Well-known syndicated columnist Paul Krugman suggests that clinical studies and their results are to be considered "suspect" because of the "deep financial links" between doctors, hospitals, research institutions and drug companies.

The basic question here is: How reliable are our published clinical studies? And the media bally-hoo behind them?

Whenever a clinical study is published or publicized without it being known whether the authors of the study or the medical institution in which the study was done were being financially compensated by the sponsoring drug company--whenever this possible conflict of interest is not spelled out in detail--the study must be considered
"phony." Unless proven otherwise.


On the evening network television news, every week there are stories of "ground-breaking" new clinical studies--new drugs or medical advancements. Where are they? Where are the results of these well-publicized and dramatic developments?

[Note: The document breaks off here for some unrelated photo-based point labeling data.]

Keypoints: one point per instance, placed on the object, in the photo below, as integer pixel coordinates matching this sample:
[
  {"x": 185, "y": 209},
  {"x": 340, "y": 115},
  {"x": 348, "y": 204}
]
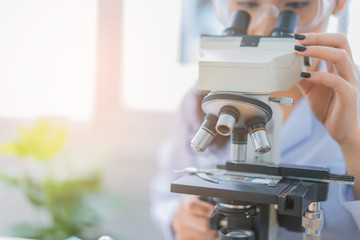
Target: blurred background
[{"x": 88, "y": 92}]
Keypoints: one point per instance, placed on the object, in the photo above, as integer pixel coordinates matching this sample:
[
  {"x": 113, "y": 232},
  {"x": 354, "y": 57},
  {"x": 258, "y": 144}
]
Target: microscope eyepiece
[
  {"x": 239, "y": 24},
  {"x": 286, "y": 24}
]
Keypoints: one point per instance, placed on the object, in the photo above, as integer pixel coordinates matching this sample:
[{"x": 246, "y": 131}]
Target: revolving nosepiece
[
  {"x": 228, "y": 117},
  {"x": 205, "y": 134}
]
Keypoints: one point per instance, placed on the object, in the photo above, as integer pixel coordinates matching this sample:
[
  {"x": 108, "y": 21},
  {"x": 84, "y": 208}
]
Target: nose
[{"x": 263, "y": 27}]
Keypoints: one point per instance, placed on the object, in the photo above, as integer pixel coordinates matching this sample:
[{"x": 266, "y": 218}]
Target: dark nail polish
[
  {"x": 305, "y": 75},
  {"x": 300, "y": 48},
  {"x": 300, "y": 36}
]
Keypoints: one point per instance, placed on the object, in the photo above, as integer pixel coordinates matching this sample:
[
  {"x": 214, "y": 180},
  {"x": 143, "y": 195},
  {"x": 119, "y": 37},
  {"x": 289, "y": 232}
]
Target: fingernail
[
  {"x": 300, "y": 36},
  {"x": 305, "y": 75},
  {"x": 300, "y": 48}
]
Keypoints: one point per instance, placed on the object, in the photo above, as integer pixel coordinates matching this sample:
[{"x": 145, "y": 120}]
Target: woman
[{"x": 322, "y": 129}]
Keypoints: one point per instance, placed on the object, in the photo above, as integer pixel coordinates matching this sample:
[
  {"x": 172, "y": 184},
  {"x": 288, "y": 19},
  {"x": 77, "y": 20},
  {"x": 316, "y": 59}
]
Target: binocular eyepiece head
[{"x": 286, "y": 24}]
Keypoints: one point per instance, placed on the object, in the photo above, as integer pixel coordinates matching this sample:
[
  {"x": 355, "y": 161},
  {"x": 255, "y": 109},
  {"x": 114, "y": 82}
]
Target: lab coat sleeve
[{"x": 175, "y": 153}]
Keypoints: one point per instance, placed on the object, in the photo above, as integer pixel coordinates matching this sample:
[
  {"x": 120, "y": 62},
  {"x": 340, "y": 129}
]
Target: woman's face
[{"x": 313, "y": 14}]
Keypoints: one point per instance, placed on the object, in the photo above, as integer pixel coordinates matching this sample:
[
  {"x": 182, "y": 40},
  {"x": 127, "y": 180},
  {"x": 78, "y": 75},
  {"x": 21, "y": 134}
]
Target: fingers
[
  {"x": 334, "y": 40},
  {"x": 339, "y": 57}
]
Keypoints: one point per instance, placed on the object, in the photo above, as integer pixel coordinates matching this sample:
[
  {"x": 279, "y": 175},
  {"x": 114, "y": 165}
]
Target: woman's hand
[
  {"x": 333, "y": 95},
  {"x": 192, "y": 220}
]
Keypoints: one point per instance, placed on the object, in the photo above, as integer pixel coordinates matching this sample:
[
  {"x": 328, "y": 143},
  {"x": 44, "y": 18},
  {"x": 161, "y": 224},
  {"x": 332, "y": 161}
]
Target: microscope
[{"x": 253, "y": 198}]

Needless to say, today there are a lot of "phony" studies...

Until we have a system in which no doctor, no research institution, no hospital, no medical center can receive incentives from sources that have a proprietary interest in the drug or equipment under test--until we can eliminate the conflicts of interest
that are choking the truthfulness of our clinical studies--they will always be subject to ethical compromise and we will never have an accurate impression of their true clinical value.